Even in advanced economies, economists believe re-lockdowns in Europe to prevent infections from resurrecting could slow economic recovery.
“The vaccine discovery is a shot in the arm, but not until 2022,” Citi economists said in a report in early December. Still, there will be a “significant improvement” in the global economy in 2021, also because “it’s not difficult to be better than 2020,” they said.
Sharp decrease in activity
The rapid spread of Covid, which was first detected in China, forced many countries into months of lockdowns in 2020, which significantly reduced economic activity.
As a result, gross domestic product – the broadest measure of activity – fell to record lows in many economies.
The International Monetary Fund predicted that the global economy could contract 4.4% this year before climbing back to 5.2% in 2021. The IMF said in October the global economy had started to recover but warned of a return to pre-pandemic levels. “long, uneven and insecure.”
Travel restrictions remain in place
A key feature of coronavirus lockdowns around the world is the total or partial closure of borders, which stalled much of international travel.
According to the United Nations World Tourism Organization, by November 1, more than 150 countries and areas had eased travel restrictions related to Covid.
However, according to the UNWTO, many restrictions remain in place to limit movement across borders. This contains:
- Open borders only to visitors of certain nationalities or from certain destinations;
- Asking visitors to submit a negative Covid test before being allowed to enter the country;
- Asking visitors to quarantine or self-isolate upon arrival.
The loss of jobs is accelerating
A major consequence of the economic slump caused by the pandemic is an increase in global job losses.
The Organization for Economic Co-operation and Development, an intergovernmental entity, said that in some countries the early impact of Covid-19 on labor markets was “ten times greater than in the early months of the 2008 global financial crisis”.
“At-risk workers bear the brunt of the crisis. Low-wage workers were key to ensuring the maintenance of essential services during the lockdown, often at significant risk of exposure to the virus while on the job,” the OECD said in a report.
“They have also suffered major job or income losses.”
The national debt is increasing
Governments have increased their spending to protect jobs and support workers. Globally, government measures to cushion the economic setback from the pandemic totaled $ 12 trillion, the IMF said in October.
Such staggering spending has pushed the world’s public debt to an all-time high – but governments shouldn’t withdraw fiscal support too soon, the fund said.
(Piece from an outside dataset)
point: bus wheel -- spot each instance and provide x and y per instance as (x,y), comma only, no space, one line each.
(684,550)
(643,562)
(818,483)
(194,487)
“With many workers still unemployed, small businesses struggling and 80 to 90 million people likely to find themselves in extreme poverty by 2020 as a result of the pandemic – even after additional welfare – it is too early for governments to remove the exceptional support. “said IMF.
Central banks intervene
Central banks have also helped the economy by cutting interest rates – many to record lows – to help governments manage their debts.
The US Federal Reserve, whose policies affect economies around the world, cut interest rates to near zero and pledged not to raise them until inflation exceeds its 2% target.
Central banks in advanced economies – including the Fed and the European Central Bank – have also increased their asset purchases in order to put more money into the financial system. This is also being done by an increasing number of emerging market central banks looking for ways to support their pandemic-hit economies.